In November, 1938, Mahatma Gandhi published a statement in his paper, the Harijan, in which he suggested that Jews in Germany use satyagraha, or “strength-of-soul”, in reply to Nazi hate crimes. In a letter to Gandhi, Martin Buber replied:

I cannot help withstanding evil when I see that it is about to destroy the good. I am forced to withstand the evil in the world just as the evil within myself. I can only strive not to have to do so by force. I do not want force. But if there is no other way of preventing the evil destroying the good, I trust I shall use force and give myself up into God’s hands. . . . If I am to confess what is truth to me, I must say: There is nothing better for a man than to deal justly – unless it be to love; we should be able even to fight for justice – but to fight lovingly.

Virginia Tech

I taught a course on religion and violence this term. Today was the final exam. I made these remarks before the exam.
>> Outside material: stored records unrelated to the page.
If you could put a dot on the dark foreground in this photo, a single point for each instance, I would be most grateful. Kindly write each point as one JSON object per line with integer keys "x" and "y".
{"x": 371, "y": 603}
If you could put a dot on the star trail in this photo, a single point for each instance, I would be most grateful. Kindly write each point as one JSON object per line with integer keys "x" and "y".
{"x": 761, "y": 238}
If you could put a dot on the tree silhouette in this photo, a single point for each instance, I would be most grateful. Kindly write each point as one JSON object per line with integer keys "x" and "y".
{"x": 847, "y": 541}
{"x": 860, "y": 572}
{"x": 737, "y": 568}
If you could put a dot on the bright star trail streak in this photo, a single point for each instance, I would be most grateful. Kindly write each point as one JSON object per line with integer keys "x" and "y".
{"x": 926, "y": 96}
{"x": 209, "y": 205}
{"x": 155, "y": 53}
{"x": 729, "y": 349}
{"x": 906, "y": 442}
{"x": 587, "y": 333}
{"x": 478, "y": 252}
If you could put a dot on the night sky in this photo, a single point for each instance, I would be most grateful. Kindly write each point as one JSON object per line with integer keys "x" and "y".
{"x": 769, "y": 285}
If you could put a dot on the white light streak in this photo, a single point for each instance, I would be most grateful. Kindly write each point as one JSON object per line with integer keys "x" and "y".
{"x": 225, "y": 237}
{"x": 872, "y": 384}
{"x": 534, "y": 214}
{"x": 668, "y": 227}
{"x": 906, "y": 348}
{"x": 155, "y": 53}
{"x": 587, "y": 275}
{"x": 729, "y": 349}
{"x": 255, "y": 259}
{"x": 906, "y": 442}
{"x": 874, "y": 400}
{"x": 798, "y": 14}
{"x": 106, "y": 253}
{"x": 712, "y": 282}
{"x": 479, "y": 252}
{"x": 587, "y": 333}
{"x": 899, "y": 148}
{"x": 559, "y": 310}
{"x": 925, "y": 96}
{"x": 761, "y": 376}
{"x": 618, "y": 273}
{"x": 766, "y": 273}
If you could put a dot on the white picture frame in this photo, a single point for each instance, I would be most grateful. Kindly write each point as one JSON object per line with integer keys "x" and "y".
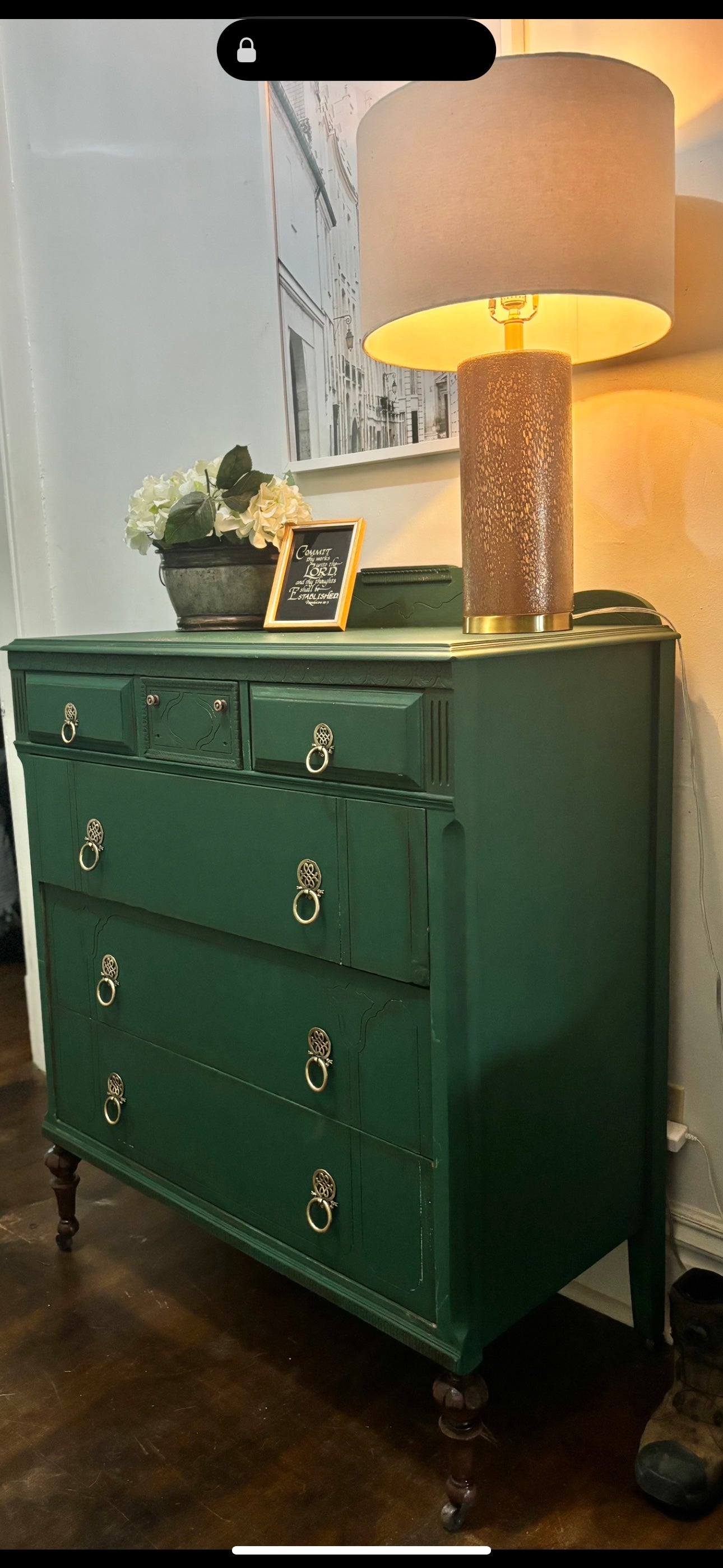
{"x": 341, "y": 407}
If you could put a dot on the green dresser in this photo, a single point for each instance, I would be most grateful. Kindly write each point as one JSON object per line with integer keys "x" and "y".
{"x": 355, "y": 949}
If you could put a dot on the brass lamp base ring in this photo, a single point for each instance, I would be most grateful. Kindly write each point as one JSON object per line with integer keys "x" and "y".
{"x": 512, "y": 625}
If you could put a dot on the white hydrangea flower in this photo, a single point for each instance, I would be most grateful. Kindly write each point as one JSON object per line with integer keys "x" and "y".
{"x": 150, "y": 507}
{"x": 270, "y": 511}
{"x": 151, "y": 504}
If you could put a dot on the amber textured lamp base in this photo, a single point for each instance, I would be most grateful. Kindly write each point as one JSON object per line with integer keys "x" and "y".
{"x": 517, "y": 491}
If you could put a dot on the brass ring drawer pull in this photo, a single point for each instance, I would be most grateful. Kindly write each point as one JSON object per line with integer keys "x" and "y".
{"x": 95, "y": 842}
{"x": 308, "y": 887}
{"x": 117, "y": 1098}
{"x": 71, "y": 722}
{"x": 321, "y": 1057}
{"x": 322, "y": 1197}
{"x": 109, "y": 977}
{"x": 323, "y": 747}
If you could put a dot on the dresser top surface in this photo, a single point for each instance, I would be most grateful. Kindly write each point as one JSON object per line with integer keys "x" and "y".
{"x": 423, "y": 642}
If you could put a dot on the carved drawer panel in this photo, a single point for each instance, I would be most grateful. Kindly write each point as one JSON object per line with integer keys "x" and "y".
{"x": 197, "y": 722}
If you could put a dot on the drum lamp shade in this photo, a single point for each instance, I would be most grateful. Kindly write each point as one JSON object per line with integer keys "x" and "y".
{"x": 553, "y": 176}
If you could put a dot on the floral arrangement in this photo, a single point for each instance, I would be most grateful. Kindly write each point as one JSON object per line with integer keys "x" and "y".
{"x": 217, "y": 499}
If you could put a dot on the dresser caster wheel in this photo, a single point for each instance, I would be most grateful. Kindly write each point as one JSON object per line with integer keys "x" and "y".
{"x": 462, "y": 1401}
{"x": 454, "y": 1518}
{"x": 65, "y": 1179}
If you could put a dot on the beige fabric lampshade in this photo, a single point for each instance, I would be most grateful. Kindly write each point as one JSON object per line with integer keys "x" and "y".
{"x": 551, "y": 174}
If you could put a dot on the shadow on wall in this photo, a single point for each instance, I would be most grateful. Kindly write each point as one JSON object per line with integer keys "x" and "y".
{"x": 698, "y": 308}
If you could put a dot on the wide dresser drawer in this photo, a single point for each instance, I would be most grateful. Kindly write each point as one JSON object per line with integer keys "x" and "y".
{"x": 349, "y": 1045}
{"x": 331, "y": 879}
{"x": 355, "y": 1205}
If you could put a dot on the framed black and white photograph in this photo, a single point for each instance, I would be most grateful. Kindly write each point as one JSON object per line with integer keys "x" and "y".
{"x": 338, "y": 400}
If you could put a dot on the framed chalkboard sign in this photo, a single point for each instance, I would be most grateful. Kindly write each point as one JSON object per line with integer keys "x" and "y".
{"x": 316, "y": 576}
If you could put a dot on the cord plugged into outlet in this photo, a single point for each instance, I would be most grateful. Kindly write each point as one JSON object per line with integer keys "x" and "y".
{"x": 676, "y": 1136}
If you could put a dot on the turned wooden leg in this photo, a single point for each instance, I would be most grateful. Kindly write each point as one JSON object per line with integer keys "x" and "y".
{"x": 462, "y": 1401}
{"x": 65, "y": 1179}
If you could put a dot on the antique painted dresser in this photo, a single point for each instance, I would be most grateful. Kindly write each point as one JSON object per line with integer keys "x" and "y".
{"x": 355, "y": 949}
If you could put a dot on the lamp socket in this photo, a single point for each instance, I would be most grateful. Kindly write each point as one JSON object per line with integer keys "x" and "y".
{"x": 676, "y": 1103}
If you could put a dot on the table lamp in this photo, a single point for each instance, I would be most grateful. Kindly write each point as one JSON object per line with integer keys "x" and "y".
{"x": 510, "y": 228}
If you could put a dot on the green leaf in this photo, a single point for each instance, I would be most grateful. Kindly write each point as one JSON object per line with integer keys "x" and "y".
{"x": 190, "y": 518}
{"x": 250, "y": 485}
{"x": 233, "y": 468}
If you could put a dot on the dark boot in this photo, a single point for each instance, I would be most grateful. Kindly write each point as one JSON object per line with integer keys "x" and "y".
{"x": 681, "y": 1452}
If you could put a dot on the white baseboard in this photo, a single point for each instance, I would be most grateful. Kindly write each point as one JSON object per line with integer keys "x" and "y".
{"x": 604, "y": 1288}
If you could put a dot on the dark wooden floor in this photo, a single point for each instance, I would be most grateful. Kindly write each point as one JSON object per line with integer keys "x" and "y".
{"x": 159, "y": 1390}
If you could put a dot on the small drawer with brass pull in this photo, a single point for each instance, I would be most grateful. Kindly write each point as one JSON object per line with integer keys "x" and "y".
{"x": 321, "y": 1060}
{"x": 69, "y": 726}
{"x": 322, "y": 1198}
{"x": 322, "y": 750}
{"x": 308, "y": 891}
{"x": 93, "y": 844}
{"x": 85, "y": 712}
{"x": 115, "y": 1100}
{"x": 328, "y": 733}
{"x": 193, "y": 722}
{"x": 107, "y": 987}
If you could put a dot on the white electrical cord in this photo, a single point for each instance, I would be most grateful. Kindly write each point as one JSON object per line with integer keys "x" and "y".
{"x": 690, "y": 1137}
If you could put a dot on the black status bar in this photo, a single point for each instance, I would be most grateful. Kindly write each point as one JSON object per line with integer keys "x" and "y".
{"x": 377, "y": 48}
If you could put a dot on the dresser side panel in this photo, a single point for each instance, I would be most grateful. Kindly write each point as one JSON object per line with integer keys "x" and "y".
{"x": 555, "y": 794}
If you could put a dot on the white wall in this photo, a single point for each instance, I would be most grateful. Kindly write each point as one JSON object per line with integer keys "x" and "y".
{"x": 138, "y": 330}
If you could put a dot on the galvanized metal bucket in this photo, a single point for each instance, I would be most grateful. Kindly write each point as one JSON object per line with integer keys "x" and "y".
{"x": 219, "y": 587}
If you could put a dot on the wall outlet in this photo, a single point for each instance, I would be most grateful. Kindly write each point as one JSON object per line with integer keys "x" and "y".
{"x": 676, "y": 1103}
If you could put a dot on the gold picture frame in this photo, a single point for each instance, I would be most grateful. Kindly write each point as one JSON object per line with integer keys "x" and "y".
{"x": 325, "y": 579}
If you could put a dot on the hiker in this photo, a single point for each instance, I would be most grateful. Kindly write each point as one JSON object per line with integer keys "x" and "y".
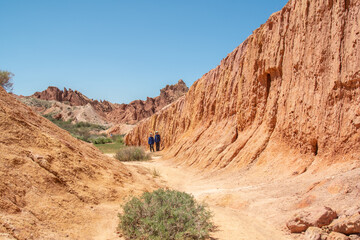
{"x": 157, "y": 141}
{"x": 151, "y": 143}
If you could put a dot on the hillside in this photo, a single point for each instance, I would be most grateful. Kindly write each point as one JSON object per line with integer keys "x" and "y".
{"x": 74, "y": 105}
{"x": 53, "y": 186}
{"x": 285, "y": 100}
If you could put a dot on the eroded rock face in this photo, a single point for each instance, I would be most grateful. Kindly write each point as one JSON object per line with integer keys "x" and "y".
{"x": 315, "y": 233}
{"x": 75, "y": 98}
{"x": 347, "y": 224}
{"x": 120, "y": 114}
{"x": 292, "y": 87}
{"x": 50, "y": 181}
{"x": 137, "y": 110}
{"x": 337, "y": 236}
{"x": 317, "y": 217}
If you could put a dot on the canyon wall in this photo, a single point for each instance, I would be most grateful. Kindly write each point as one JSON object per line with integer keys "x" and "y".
{"x": 50, "y": 182}
{"x": 116, "y": 113}
{"x": 288, "y": 97}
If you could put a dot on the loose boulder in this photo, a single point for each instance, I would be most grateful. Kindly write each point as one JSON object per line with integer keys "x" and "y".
{"x": 347, "y": 225}
{"x": 337, "y": 236}
{"x": 315, "y": 233}
{"x": 316, "y": 218}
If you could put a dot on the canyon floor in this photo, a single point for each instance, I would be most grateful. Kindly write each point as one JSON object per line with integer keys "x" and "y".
{"x": 250, "y": 206}
{"x": 227, "y": 198}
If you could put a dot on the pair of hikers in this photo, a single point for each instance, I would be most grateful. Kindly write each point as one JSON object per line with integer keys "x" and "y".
{"x": 151, "y": 142}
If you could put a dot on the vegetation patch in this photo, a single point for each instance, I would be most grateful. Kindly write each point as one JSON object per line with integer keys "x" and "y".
{"x": 165, "y": 214}
{"x": 113, "y": 147}
{"x": 127, "y": 154}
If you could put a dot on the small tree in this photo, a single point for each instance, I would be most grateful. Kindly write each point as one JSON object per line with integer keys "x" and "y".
{"x": 5, "y": 80}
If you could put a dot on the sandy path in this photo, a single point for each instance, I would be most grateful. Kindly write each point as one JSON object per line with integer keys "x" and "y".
{"x": 231, "y": 223}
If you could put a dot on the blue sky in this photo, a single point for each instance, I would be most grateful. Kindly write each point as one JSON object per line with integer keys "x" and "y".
{"x": 121, "y": 50}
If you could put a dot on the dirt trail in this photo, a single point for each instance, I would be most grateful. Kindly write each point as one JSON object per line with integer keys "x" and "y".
{"x": 231, "y": 223}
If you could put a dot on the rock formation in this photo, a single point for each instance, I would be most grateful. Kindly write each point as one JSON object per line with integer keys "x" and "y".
{"x": 286, "y": 99}
{"x": 51, "y": 183}
{"x": 75, "y": 98}
{"x": 122, "y": 115}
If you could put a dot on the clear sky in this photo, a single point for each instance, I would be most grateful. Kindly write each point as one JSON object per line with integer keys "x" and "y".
{"x": 121, "y": 50}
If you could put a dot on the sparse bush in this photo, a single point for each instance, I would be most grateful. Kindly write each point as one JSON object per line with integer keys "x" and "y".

It seems appropriate, having come to the end of this course, that we take a moment to think about what happened yesterday in the state of Virginia.

Aristotle says somewhere that a life of virtue and goodness is never safe from uncertainty. All life is fragile; chance plays a large role in our lives regardless of our character.

Many lives were ruined yesterday in horrific circumstances, in an institution not unlike this one. Once again we saw how chance and luck can affect both good people and bad people, and how even the most virtuous life can be shipwrecked by a strong enough ill-wind.

However, the reverse is also true, namely, that good people might influence the locations occupied when the winds of fate blow.

So right now, when I think of the horrific events of yesterday at Virgina Tech, I think of Liviu Librescu, aged 76, an engineering science and mathematics lecturer. Librescu was a survivor of the Nazi death camps of WWII. After hearing shots fired, this old man is reported to have physically blocked the doorway to his classroom while he ordered students to leave. Some of them left by jumping out the classroom’s second story window. Librescu was eventually shot and killed, but as long as he could, he influenced the locations occupied both by the gunman and his students, and he saved the lives of at least some of his students.

So what I’m thinking about, in addition to the sadness and evil, is how this old man, this Holocaust survivor, acted when he had the chance. Aristotle had a word for that, too: Courage.